Ledo engano. O sistema está sendo degradado pela indiscriminada expansão do chamado “transporte informal” (eufemismo para atividade ilegal), cuja concorrência predatória desequilibra a economia das empresas legalizadas, sonega impostos, subemprega e expõe ao risco as pessoas.

E aí está um ponto para receber o foco das instituições republicanas: o transporte ilegal, que não paga impostos (nem multas de transito), que não oferece empregos formais, que utiliza veículos sem as condições de segurança exigidas pela legislação ou com placas “clonadas”, que o noticiário da imprensa imputa ligações com o crime organizado, com sucessivos homicídios na luta pelo controle da atividade ilegal, com reprovável envolvimento de alguns policiais e que esta comprometendo 0 funcionamento do sistema de transporte, serviço público essencial.

Mas, se no que concerne ao transporte ilegal, ate aqui, só houve omissão, o mesmo não se pode dizer do enfrentamento a questão das gratuidades no transporte pelo Tribunal de Justiça do Estado do Rio de Janeiro.
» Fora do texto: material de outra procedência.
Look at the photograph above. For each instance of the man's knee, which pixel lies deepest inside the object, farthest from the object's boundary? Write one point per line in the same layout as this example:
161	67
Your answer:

Registre-se que, ao contrário do que foi equivocadamente noticiado, o Judiciário não decidiu “contra as gratuidades”. Em momenta algum o Tribunal declarou que estudantes, idosos ou portadores de deficiência ou doença crônica não fossem credores do beneficio. Pelo contrário, todas as manifestações foram no sentido do reconhecimento da gratuidade no transporte como indispensável ação de assistência social e de garantia ao ensino fundamental.

O que efetivamente decidiu o Tribunal de Justiça do Estado do Rio de Janeiro é que a assistência social e a garantia ao ensino fundamental são deveres dos poderes públicos. O que, alias, em relação aos estudantes, acaba de ser explicitado pela Lei Federal nº 10 709/2003, publicada em 01/08/2003, que expressamente atribui ao Estado “assumir o transporte escolar dos alunos da rede estadual” e aos municípios “assumir o transporte escolar dos alunos da rede municipal”.

O tribunal de Justiça do Estado do Rio de Janeiro, de forma exemplar e agindo a altura da expectativa da sociedade, sinalizou claramente que não aprova o discurso fácil de quem não respeita limites na busca do voto do eleitor desavisado. Não se curvando as pressões, o Tribunal afirmou a independência que também decorre da remuneração digna para os seus membros.”